For brands, building a campaign that makes a political statement or takes a clear position on a polarizing cultural issue is nothing short of a gamble, where good intentions weigh none. What matters is execution and, more to the point, having the right to be in that space.
With Pride Month underway, many brands are once again at the ready to pull out their “ally” cards with ads featuring gay couples and families–ads that can easily tread the razor-thin line between authentic celebration and exploitation.
“Any time a brand puts out an ad that can be perceived as a social statement, the impact can be one of two things: It can be incredibly positive or it can be incredibly negative,” says Liz Nolan, executive creative director of Equinox. “As brand marketers, we all live in fear that we will make that mistake ourselves. But if you do it thoughtfully with the right partners, with the right insight, and you do your research, the likelihood of getting it wrong is much lower.”
In celebration of Pride, Equinox collaborated with The Lesbian, Gay, Bisexual & Transgender Community Center to create The LGBTQAlphabet, a short film that aims to prove that a community so diverse can’t be contained in just six letters. The five-minute clips give familiar and new meanings to all 26 letters of the alphabet, as interpreted through dance and voiced by members of the LGBTQA community.
As Nolan mentioned, for brands to inject themselves into social conversations in an honest way, breaking down internal echo chambers is the first place to start, which is why her team, along with agency Wieden+Kennedy, worked in tandem with The Center.
“When you exist in your own world for too long you forget reality, and being able to work with partners like The Center is really important,” Nolan says. “We didn’t want it to be us dictating meaning around what these letters stood for. ‘LGBTQA’ exists in the world and we all know what [the letters] mean.

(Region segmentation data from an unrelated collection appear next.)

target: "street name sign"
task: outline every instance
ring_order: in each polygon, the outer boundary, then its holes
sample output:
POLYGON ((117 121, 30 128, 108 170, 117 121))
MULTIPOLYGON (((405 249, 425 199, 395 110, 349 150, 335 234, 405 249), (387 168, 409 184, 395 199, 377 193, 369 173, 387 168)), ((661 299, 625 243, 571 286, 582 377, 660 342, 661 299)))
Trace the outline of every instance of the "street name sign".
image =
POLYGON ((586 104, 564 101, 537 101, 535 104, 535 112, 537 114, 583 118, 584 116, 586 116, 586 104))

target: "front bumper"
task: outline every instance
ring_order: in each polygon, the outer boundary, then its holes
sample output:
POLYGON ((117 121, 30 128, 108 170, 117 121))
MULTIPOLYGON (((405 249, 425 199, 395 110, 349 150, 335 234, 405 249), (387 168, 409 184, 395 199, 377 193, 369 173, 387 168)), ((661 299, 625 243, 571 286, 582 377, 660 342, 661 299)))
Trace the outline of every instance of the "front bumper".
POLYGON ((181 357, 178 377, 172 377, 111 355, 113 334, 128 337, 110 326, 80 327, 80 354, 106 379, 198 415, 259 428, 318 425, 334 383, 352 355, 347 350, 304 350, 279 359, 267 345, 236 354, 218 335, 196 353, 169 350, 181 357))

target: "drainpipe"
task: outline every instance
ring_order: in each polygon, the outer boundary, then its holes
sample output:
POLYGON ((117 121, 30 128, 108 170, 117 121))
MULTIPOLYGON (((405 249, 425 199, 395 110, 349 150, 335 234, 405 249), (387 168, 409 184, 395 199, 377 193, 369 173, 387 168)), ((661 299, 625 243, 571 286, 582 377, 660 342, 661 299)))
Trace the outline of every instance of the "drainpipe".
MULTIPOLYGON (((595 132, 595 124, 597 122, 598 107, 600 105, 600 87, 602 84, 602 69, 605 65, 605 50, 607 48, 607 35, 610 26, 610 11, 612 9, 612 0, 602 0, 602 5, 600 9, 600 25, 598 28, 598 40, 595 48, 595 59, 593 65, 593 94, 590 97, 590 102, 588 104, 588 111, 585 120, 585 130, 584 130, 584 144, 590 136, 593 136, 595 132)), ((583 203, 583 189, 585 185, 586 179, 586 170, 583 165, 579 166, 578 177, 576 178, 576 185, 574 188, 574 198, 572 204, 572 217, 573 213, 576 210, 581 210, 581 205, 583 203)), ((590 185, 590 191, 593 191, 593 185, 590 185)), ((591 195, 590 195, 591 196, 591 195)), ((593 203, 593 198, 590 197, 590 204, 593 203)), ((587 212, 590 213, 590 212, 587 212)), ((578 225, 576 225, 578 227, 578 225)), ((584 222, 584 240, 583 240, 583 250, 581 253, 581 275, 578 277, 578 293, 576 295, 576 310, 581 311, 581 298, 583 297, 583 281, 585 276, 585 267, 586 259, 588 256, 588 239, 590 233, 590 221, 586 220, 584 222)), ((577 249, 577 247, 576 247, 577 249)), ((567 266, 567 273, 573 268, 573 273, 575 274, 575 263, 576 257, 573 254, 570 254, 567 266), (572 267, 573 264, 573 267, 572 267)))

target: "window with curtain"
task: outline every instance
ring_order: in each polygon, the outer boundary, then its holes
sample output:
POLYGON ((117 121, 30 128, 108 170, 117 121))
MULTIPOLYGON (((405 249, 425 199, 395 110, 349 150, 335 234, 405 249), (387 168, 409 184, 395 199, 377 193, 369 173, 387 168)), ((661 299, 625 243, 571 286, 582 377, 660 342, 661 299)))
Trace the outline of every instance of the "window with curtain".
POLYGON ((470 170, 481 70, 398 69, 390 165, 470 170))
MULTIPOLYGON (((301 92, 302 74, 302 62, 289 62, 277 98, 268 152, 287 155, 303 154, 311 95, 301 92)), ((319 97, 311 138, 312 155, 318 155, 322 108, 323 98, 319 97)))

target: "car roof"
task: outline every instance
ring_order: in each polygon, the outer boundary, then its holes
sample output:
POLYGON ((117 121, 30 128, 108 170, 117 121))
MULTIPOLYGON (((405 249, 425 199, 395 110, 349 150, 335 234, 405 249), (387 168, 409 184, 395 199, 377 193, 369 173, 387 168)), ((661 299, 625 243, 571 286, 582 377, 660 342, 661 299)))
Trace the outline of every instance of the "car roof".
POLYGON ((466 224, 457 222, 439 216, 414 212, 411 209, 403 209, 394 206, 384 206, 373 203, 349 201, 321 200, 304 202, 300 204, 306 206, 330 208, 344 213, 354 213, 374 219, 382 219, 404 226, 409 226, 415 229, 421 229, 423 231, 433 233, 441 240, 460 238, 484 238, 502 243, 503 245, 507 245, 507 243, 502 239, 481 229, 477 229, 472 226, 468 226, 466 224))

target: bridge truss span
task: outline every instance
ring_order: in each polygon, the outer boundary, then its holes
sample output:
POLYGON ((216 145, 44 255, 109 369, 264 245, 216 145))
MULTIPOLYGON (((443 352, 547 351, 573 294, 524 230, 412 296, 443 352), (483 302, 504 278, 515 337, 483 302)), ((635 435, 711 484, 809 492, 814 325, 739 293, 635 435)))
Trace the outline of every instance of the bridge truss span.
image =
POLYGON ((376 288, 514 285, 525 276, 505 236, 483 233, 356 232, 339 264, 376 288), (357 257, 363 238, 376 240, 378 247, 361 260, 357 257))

And then you have these other letters that we decided to give an interpretation of based on the insights of real people and what it means to them–this is not is Equinox saying this is what this means.”
The direct correlation between interpretive dances from A to Z and a luxury gym aren’t apparent on the surface–and that’s what Nolan was aiming for. Within the marketing space, Equinox has leaned more on the provocative side. Equinox’s most recent campaign “Commit to Something” featured glossy editorial shots of men and women just going for it, whether it was growing a weed empire, playing the harp until you bleed, or getting a double mastectomy.
“The idea behind [The LGBTQAlphabet] was driven by a continuation of what we’ve been doing for our ‘Commit to Something’ campaign. When we launched that campaign in January of this year we really felt that the images told a strong story about identity. The theme behind the work was ‘what you commit to is who you are,'” Nolan says. “We are saturated by messaging at every moment of our lives, whether it’s through social media, television, or whatever. In order to actually make an impact, you have to break through. What we have realized is that to be meaningful you have to take a risk.”
However, Nolan’s risk-taking is one that’s tempered by earning the right to comment on or be a part of a designated social space.
“When you think about why Pride is important to Equinox, if you look at our membership base, you look at our employee base, we are an incredibly diverse company,” she says. “Knowing that our community and our membership base at Equinox is so diverse, we feel like this is an area where we do have some credibility–and we would never delve into a subject that we didn’t feel that we had authenticity and credibility in.”
Nolan’s hope for The LGBTQAlphabet is that it will spark new conversations around the LGBTQA community not only among consumers but for other brands as well.
“We went into this saying there is an [existing] idea of pride: It’s rainbows; it’s electronic dance music; it’s the parade and that’s all fantastic. But there’s also a more serious, thoughtful side of it too. What this film does is provoke a new conversation around pride and specifically a brand’s right to speak about pride by deepening this understanding of what LGBTQA means,” Nolan says. “Where brands get into trouble is when they try to cling onto trends, news stories, and events that they have no right to comment on. If a company wants to be brave, wants to make a statement, the critical thing to ask is ‘what do I have the right to comment on?’ and ‘how does that connect back to the core of who we are?’ If those two things are in alignment, and the consumer senses the authenticity of the statement you can’t fail.”